2023年)。为生成多步推理过程,我们采用通过API调用的OpenAI gpt-3.5-turbo (OpenAI, 2023a) 模型作为核心大语言模型。针对gpt-3.5-turbo等黑盒模型在响应格式控制上的难题,我们基于GPT-4 (Bevilacqua et al., 2023) 构建了高级评估流程。
3.1.1. EXPERIMENTAL ANALYSIS
3.1.1. 实验分析
Our comprehensive evaluation, detailed in Table 2, compares the effectiveness of our CoA framework and eleven baseline methods across six question-answering datasets and one fact-checking dataset. We evaluate the framework’s performance in both information retrieval and non-retrieval scenarios, separately. The sole exception pertains to React, implemented by Langchian (Topsakal & Akinci, 2023). It exhibits an unresponsive behavior in the DATE dataset. As a result, we omit the comparison involving React within the DATE dataset. Our CoA framework demonstrates superior performance metrics in 12 of 14 test scenarios. Our method achieves a significant $3.42%$ improvement in the test tasks without information retrieval compared to the state-of-the-art baseline (Search Chain without IR), and a $6.14%$ increase in the test tasks with information retrieval over its state-of-the-art baseline (Search Chain). This is a significant outcome, as it underscores the effectiveness of our framework.
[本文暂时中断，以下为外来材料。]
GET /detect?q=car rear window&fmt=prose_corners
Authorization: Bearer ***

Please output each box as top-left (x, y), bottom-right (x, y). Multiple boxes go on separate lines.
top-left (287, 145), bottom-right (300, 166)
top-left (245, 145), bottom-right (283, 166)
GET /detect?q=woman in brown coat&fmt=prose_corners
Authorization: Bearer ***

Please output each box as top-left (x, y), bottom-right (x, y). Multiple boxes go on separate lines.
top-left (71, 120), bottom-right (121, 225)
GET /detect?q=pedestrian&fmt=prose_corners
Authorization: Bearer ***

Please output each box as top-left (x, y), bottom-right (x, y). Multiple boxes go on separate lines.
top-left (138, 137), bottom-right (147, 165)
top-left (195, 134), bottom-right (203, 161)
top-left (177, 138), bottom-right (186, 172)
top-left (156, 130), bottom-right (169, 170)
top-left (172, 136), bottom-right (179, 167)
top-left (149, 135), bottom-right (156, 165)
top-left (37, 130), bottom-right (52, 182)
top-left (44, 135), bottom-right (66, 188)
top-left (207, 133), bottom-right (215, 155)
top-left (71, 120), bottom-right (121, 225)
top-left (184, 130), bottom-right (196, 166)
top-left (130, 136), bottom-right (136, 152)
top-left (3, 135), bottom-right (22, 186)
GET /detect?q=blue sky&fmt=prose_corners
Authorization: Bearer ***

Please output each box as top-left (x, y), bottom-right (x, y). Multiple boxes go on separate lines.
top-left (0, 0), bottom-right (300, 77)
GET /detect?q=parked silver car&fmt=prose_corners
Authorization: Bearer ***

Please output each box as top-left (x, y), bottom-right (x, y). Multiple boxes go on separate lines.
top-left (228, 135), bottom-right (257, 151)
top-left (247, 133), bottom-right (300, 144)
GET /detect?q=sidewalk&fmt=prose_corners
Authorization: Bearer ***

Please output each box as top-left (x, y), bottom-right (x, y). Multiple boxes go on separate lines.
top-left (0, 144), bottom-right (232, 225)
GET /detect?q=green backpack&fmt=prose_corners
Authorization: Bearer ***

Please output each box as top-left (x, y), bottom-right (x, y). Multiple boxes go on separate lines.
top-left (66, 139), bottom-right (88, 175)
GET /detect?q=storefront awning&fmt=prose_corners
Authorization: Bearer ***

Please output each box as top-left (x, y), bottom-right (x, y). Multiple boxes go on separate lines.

It also demonstrates that CoA is well-suited for various question-answering tasks. In particular, the enhancement in performance is consistent regardless of the integration of IR. This indicates that our framework has intrinsic robustness and comprehensive understanding that is not reliant on external information.
我们在表2中详细展示了全面评估结果,对比了CoA框架与11种基线方法在六个问答数据集和一个事实核查数据集上的表现。我们分别评估了框架在信息检索和非检索场景下的性能。唯一例外是Langchian实现的React (Topsakal & Akinci, 2023),该模型在DATE数据集中出现无响应现象,因此我们排除了React在DATE数据集中的对比。CoA框架在14个测试场景中有12个表现出最优性能指标。在无信息检索的测试任务中,我们的方法比当前最优基线(无IR的Search Chain)显著提升3.42%;在含信息检索的测试任务中,比当前最优基线(Search Chain)提升6.14%。这一重要成果既验证了框架的有效性,也证明CoA能很好地适应各类问答任务。值得注意的是,无论是否集成信息检索,性能提升都保持稳定,这表明我们的框架具有不依赖外部信息的内在鲁棒性和全面理解能力。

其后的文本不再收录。